Tim Hanni is the first American along with Joel Butler to earn the title of “Master of Wine.” He is an accomplished speaker and author, and instructor at Napa Valley Wine Academy. Below are 10 tips from Tim on getting into the wine business, and if those peak your interest, you might just want to consider his new online course: The Business of Wine.
MASTER OF WINE TIM HANNI’S TIPS
- BUSINESS IS BUSINESS. The most common cliché I know related to starting a winery is, “So you want to know the secret to making a small fortune in the wine business? Start with a large fortune!” It is no joke that it is easy to lose money while pursuing your passion and dreams of creating your own wine brand. The most common mistake, and a sure-fire path to losing money, is not being able understand the business end of wine. Business is business.
- KNOW YOUR COSTS. Wine education and learning often places little-to-no emphasis on the financial consequences of key quality decisions from the vineyard through the wine production processes. A sustainable wine business model must be aware that if the desired goal of the vintner is “attaining the best quality grapes, a talented winemaking team and caves filled with new French oak,” there will be a multitude of financial implications to consider.
- TIME IS MONEY. There are many production models available for aspiring wine producers, each with strengths and weaknesses, and the time from starting your venture to having wine to sell, ranges from less than 90 days to tying up lots of capital for over 8-10 years!

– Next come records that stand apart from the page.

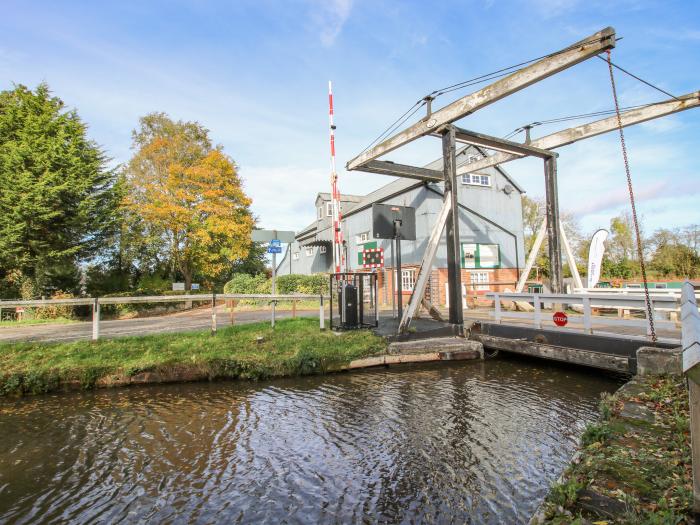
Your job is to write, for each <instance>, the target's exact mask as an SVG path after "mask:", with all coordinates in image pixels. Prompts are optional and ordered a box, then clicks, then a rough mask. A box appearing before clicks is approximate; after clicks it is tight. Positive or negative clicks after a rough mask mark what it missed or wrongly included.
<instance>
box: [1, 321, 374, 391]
mask: <svg viewBox="0 0 700 525" xmlns="http://www.w3.org/2000/svg"><path fill="white" fill-rule="evenodd" d="M259 338H261V339H259ZM385 347H386V343H385V341H384V340H383V339H382V338H380V337H377V336H374V335H373V334H371V333H370V332H367V331H353V332H345V333H342V334H341V335H336V334H333V333H332V332H331V331H329V330H326V331H323V332H321V331H320V330H319V328H318V320H315V319H304V318H299V319H285V320H281V321H278V322H277V326H276V328H275V329H274V330H273V329H272V328H270V326H269V324H268V323H267V322H262V323H255V324H246V325H238V326H233V327H228V328H224V329H220V330H219V331H218V333H217V334H215V335H211V334H210V333H208V332H187V333H177V334H164V335H150V336H143V337H125V338H121V339H111V340H109V339H107V340H102V341H98V342H90V341H78V342H71V343H53V344H52V343H12V344H2V345H0V360H1V362H2V363H3V365H2V370H1V371H0V395H8V394H38V393H44V392H49V391H52V390H58V389H62V388H65V387H72V388H75V387H76V386H80V387H82V388H85V389H89V388H93V387H94V386H95V385H96V384H99V385H105V386H109V385H112V384H123V383H125V382H128V378H130V377H133V376H136V375H137V374H143V373H152V374H151V376H152V377H153V378H154V379H153V381H158V380H168V379H167V378H181V379H188V378H189V379H219V378H221V379H223V378H240V379H265V378H270V377H280V376H291V375H306V374H317V373H324V372H327V371H332V370H337V369H339V368H341V367H342V366H343V365H345V364H347V363H349V362H350V361H352V360H353V359H358V358H361V357H365V356H368V355H372V354H377V353H380V352H383V351H384V349H385ZM125 378H126V379H127V381H125ZM146 382H147V381H146Z"/></svg>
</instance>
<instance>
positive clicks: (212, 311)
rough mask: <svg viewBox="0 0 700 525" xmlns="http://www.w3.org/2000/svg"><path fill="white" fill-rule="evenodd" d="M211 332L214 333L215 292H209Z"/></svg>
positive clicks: (215, 332)
mask: <svg viewBox="0 0 700 525" xmlns="http://www.w3.org/2000/svg"><path fill="white" fill-rule="evenodd" d="M211 333H212V335H213V334H215V333H216V292H212V293H211Z"/></svg>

- BUSINESS ACUMEN IS A NECESSITY. If you are looking to transition from another field of business to the wine industry many people are surprised to discover that solid general business acumen, in marketing, sales, finance and many areas, outweighs wine knowledge and education.
- BEWARE OF THE DTC SIREN. Beware the siren’s song of, “selling consumer-direct (DTC) cuts out the middlemen and is the pathway to untold fortunes” that overlooks the true costs of doing DTC business: costs of acquiring new customers and horrendous drop off rate of wine club memberships.
- KNOW THE LAW TO KNOW YOUR VISION. Create a solid mission, vision and goals for your business. Nobody I have ever met told me, “I went into the wine business to spend my time fighting with the city, county, state and federal regulators, pounding the pavement making sales calls to apathetic and disinterested buyers and distributors, while buried in red tape, forms and paperwork.”
- MAKE PROFIT BEYOND WINE SALES. Winery special events and weddings, if you can get the permits, can often be far more profitable than making and selling wine.
- KNOW THE BUSINESS YOU ARE IN. Make sure you understand that opening a tasting room puts you in a completely new business dimension – you are now fundamentally running a retail store and wine bar.
- DEVELOP A MARKETING AND SALES PLAN FOR MULTIPLE AUDIENCES. It is imperative to have marketing and sales plans not only for the consumer, but for the ‘gatekeepers’ (wine writers, bloggers, distributors, retailers and restaurateurs) that you must sell and market to before your wine will even enter the market.
- HAVE A BUSINESS PLAN. The key to financial and lifestyle success is to have a great and realistic business plan that also has fallback plans and realistic risk assessments.